Written by on June 1, 2017 

5.The Ornithologist (João Pedro Rodrigues; June 23)

The Ornithologist 1

Synopsis: Fernando, a solitary ornithologist, is looking for black storks when he is swept away by the rapids. Rescued by a couple of Chinese pilgrims, he plunges into an eerie and dark forest, trying to get back on his track.


Why You Should See It: Ever since its debut at Locarno last year, we’ve been waiting for The Ornithologist to make its way to theaters and it finally will this month. As we said in our review, “Publicly stated by its director to concern Saint Anthony, the Portuguese priest and friar who legend calls the most supernatural of saints, The Ornithologist luckily manages to see the profane outweigh the sacred — no white elephantine “spirituality,” but rather a progression of set-pieces. We have something of a return for João Pedro Rodrigues to his debut feature Fantasma, a nocturnal “erotic thriller” of sorts that moved by the logic of its own images, this in opposition to more character-driven films such as Two Drifters and To Die Like a Man or his most recent The Last Time I Saw Macao, a tad too much an academic exercise in mirroring post-colonialism through a deadpan ‘non-mystery.'”
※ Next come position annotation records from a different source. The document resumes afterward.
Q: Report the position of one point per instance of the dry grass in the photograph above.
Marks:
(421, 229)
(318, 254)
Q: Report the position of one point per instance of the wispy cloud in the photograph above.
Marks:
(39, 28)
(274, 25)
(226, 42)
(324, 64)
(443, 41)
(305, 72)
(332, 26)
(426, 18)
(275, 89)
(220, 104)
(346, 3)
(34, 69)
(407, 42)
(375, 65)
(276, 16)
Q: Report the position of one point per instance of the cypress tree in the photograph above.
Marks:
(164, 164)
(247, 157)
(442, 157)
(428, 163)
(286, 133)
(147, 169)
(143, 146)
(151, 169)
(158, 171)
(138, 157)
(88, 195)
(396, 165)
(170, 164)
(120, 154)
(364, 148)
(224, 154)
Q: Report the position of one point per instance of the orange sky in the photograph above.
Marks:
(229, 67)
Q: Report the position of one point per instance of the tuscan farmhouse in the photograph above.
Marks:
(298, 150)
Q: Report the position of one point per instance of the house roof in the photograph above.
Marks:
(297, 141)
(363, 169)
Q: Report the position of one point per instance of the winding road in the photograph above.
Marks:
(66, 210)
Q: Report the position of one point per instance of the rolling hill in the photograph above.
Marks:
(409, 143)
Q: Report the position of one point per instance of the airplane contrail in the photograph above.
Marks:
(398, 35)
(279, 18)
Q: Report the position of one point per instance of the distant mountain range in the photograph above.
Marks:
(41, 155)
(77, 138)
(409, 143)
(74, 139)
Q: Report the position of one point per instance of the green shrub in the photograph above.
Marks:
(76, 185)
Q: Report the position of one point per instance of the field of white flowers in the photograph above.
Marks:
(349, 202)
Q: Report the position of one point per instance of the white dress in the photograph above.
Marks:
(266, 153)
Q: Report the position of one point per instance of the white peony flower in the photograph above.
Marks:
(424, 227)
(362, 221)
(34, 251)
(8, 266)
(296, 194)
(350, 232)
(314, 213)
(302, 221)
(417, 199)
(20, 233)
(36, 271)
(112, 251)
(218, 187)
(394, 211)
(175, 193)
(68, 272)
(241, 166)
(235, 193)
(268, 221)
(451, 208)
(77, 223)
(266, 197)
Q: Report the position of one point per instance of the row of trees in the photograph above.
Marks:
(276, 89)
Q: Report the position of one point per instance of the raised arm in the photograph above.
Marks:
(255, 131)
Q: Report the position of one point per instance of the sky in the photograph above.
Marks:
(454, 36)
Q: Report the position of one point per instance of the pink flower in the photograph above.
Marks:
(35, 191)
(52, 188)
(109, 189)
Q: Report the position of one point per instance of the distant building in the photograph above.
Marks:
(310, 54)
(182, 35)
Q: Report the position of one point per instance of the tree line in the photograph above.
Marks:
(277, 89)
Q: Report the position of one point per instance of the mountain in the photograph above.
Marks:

4. In Transit (Albert Maysles, Lynn True, David Usui, Nelson Walker III, and Benjamin Wu; June 23)


Synopsis: Journey into the hearts and minds of passengers aboard the Empire Builder, America’s busiest long-distance train route.


Why You Should See It: One of the best films of 2017 is something I actually saw more than two years ago. The last work from the legendary director Albert Maysles will finally arrive this month, first opening at Metrograph. “Ripe with rich source material each worthy of their own feature films, In Transit provides a glance into various lives and narratives. Some intersect and interact with each other, if only for a brief moment, others are singular: they opt to tell their story to us directly as we share an aural overview of a whole life, relationships, connections, missed opportunities and narratives yet to be written, each in transit,” we said in our review.

3. Baby Driver (Edgar Wright; June 28)


Synopsis: After being coerced into working for a crime boss, a young getaway driver finds himself taking part in a heist doomed to fail.


Why You Should See It: Following rapturous response at its South by Southwest premiere, Edgar Wright‘s Baby Driver thankfully moved up from its mid-August bow and will arrive at the end of this month. With Ansel Elgort, Kevin Spacey, Lily James, Jon Bernthal, Eiza González, Jon Hamm, and Jamie Foxx in tow, Wright looks to be having a blast with this music-infused action comedy, and we can’t wait to experience it.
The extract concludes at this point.